7 febbraio 2001·Français·Vaud·Tribunal cantonal Cour de droit administratif et public·HTML·3,542 parole·~18 min·2

Riassunto

Plakanda Awi AG c/Paudex | Un panneau publicitaire prévu à proximité d'un passage pour piétons est de nature à entraîner un danger pour la circulation au sens de l'art. 6 LCR.

Testo integrale

CANTON DE VAUD

TRIBUNAL ADMINISTRATIF

Arrêt du 7 février 2001

sur le recours interjeté par la société PLAKANDA AWI AG, représentée par Me Cornelia Seeger Tappy, avocate à Lausanne,

contre

la décision de la Municipalité de Paudex du 19 juin 2000 refusant l'autorisation d'installer un panneau d'affichage à la route du Simplon 30.

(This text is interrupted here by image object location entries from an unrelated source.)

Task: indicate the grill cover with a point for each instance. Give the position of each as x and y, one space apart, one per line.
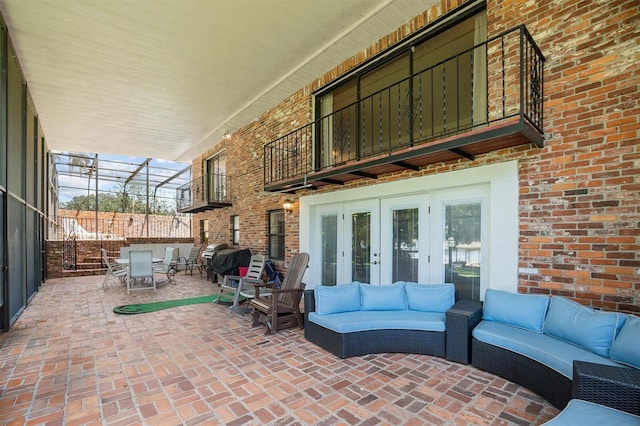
227 261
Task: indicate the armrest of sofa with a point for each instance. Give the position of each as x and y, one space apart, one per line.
615 387
462 318
309 304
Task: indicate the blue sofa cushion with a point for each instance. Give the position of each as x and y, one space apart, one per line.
339 298
626 347
351 322
520 310
383 297
548 350
579 412
586 327
430 297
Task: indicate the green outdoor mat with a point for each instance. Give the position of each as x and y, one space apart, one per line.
156 306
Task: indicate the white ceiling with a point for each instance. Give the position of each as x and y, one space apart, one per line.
167 78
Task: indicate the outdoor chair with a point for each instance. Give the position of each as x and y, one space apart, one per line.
113 270
238 286
141 274
169 264
281 309
191 261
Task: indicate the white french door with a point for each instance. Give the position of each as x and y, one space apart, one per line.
361 241
404 224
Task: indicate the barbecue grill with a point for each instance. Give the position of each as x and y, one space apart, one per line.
208 257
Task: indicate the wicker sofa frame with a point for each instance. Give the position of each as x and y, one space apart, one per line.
456 340
533 375
615 387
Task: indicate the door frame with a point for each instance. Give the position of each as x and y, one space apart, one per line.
501 256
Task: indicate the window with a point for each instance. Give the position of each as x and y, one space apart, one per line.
204 231
235 230
215 178
462 248
276 234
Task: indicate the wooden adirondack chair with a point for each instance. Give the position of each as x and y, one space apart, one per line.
236 286
281 309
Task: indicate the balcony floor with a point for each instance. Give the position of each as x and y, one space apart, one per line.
70 360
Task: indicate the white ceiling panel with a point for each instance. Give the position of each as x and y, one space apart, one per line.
167 78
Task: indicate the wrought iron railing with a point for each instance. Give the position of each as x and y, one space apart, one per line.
495 80
208 189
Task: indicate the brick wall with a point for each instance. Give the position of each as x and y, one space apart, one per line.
579 195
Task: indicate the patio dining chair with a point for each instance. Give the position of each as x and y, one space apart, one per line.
242 286
113 270
169 264
281 309
141 274
190 262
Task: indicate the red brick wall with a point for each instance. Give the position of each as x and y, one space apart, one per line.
580 194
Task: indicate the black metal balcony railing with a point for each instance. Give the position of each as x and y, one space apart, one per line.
495 80
204 192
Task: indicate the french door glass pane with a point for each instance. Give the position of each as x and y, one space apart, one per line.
462 248
329 249
405 245
361 247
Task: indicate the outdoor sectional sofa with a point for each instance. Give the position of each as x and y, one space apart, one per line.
550 345
543 342
358 319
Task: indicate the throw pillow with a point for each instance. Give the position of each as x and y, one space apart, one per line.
339 298
580 325
430 297
520 310
626 347
383 297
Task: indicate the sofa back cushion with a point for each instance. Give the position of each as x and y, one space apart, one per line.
626 347
520 310
430 297
580 325
383 297
339 298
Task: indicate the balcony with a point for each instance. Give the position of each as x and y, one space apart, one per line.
207 192
483 99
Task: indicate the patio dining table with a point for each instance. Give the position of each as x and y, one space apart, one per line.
125 261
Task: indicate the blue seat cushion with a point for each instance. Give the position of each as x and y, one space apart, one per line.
591 329
430 297
626 347
339 298
579 412
383 297
519 310
349 322
548 350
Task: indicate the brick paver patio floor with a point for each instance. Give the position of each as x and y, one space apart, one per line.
69 360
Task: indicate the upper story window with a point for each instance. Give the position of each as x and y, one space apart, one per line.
235 230
276 234
434 86
215 181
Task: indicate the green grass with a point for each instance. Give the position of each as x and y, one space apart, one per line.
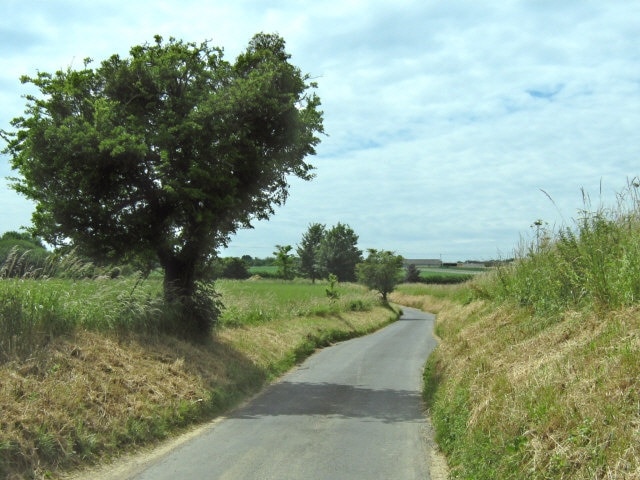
266 270
91 378
250 302
537 373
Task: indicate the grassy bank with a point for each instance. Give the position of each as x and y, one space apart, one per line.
538 372
102 384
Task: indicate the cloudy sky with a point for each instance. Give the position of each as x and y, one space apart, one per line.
452 125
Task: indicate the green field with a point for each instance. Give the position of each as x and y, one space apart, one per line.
86 372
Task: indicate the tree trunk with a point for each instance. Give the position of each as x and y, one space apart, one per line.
192 317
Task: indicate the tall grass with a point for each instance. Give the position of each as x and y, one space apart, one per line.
593 265
34 311
538 378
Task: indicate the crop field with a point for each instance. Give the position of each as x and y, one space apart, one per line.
87 373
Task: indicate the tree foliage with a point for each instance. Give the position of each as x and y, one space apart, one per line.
412 274
381 271
339 253
166 153
234 268
309 251
285 262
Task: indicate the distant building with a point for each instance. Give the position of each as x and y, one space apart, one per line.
471 265
423 262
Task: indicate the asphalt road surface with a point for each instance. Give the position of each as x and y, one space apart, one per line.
351 411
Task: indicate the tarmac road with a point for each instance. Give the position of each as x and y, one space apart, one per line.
351 411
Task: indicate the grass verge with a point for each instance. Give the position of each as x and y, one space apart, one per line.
86 395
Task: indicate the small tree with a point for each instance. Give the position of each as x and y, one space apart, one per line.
309 251
339 253
284 261
412 274
381 271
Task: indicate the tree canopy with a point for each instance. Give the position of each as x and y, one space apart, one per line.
309 251
166 153
339 252
381 271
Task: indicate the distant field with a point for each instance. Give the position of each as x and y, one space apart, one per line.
265 269
450 270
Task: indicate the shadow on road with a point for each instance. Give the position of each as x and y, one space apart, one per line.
326 399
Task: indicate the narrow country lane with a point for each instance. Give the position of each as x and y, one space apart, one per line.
351 411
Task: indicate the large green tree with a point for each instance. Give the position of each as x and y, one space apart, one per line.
339 252
309 251
381 271
164 153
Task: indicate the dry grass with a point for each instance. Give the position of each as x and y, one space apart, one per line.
88 396
519 398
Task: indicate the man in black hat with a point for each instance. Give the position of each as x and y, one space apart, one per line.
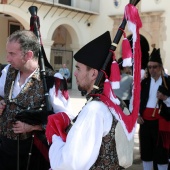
154 116
90 143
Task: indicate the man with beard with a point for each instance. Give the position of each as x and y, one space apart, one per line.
90 143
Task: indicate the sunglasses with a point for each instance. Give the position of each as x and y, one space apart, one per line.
154 67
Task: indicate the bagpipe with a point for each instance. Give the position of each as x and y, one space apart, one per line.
131 15
38 116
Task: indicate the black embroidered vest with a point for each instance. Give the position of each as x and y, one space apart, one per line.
108 158
30 97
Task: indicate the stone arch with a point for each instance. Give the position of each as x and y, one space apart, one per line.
16 13
71 27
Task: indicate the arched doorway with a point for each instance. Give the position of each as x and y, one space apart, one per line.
61 52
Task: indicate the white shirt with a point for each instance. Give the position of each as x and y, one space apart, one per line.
83 143
17 88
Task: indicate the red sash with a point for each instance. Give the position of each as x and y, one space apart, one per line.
151 114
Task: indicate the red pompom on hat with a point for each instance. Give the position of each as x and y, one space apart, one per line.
126 52
115 75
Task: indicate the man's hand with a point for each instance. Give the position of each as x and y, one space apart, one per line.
140 120
161 96
2 106
21 127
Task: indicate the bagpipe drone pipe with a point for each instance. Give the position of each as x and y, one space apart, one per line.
39 115
131 15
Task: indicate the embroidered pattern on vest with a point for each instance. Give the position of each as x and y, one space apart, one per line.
31 96
108 159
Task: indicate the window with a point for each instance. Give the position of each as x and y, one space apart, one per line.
65 2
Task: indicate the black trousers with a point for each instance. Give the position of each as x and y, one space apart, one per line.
8 155
151 148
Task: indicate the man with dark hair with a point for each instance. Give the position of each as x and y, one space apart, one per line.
21 89
126 82
154 116
91 142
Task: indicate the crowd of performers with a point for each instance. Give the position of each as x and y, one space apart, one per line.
100 136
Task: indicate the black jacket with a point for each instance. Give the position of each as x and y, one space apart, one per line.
145 87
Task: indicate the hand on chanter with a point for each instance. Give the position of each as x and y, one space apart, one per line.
21 127
140 120
2 106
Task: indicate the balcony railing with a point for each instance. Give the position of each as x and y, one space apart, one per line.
91 6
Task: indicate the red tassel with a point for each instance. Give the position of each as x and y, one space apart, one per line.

* * * * * * * * * * * * * * * *

Composition de la section: M. Eric Brandt, président; Mme L. Bonanomi et M. B. Dufour, assesseurs.

Vu les faits suivants:

A.                     La société Plakanda Awi AG a déposé le 7 juin 2000 à la Municipalité de Paudex (ci-après : la municipalité) une demande d'autorisation pour un emplacement destiné à la pose d'un panneau d'affichage (format R 12 N -"soleil" - recto/verso de 277 x 130 cm) à la route du Simplon 30. La demande était accompagnée d'un photomontage du panneau à l'emplacement projeté.

                        Par décision du 19 juin 2000, le conseiller municipal responsable de la police et des sports a rejeté la demande en précisant que la route du Simplon était une artère à grand trafic déjà très chargée par la signalisation routière.

B.                    La société Plakanda Awi a recouru contre cette décision auprès du Tribunal administratif le 11 juillet 2000. Elle conclut à l'admission du recours et à la réforme de la décision attaquée en ce sens qu'elle soit autorisée à installer le panneau d'affichage à la route du Simplon 30. A l'appui de son recours, elle invoque le fait que le panneau d'affichage à l'emplacement envisagé ne risquait pas de distraire les automobilistes et n'empêcherait pas les automobilistes de voir les panneaux de la signalisation routière qui étaient peu nombreux.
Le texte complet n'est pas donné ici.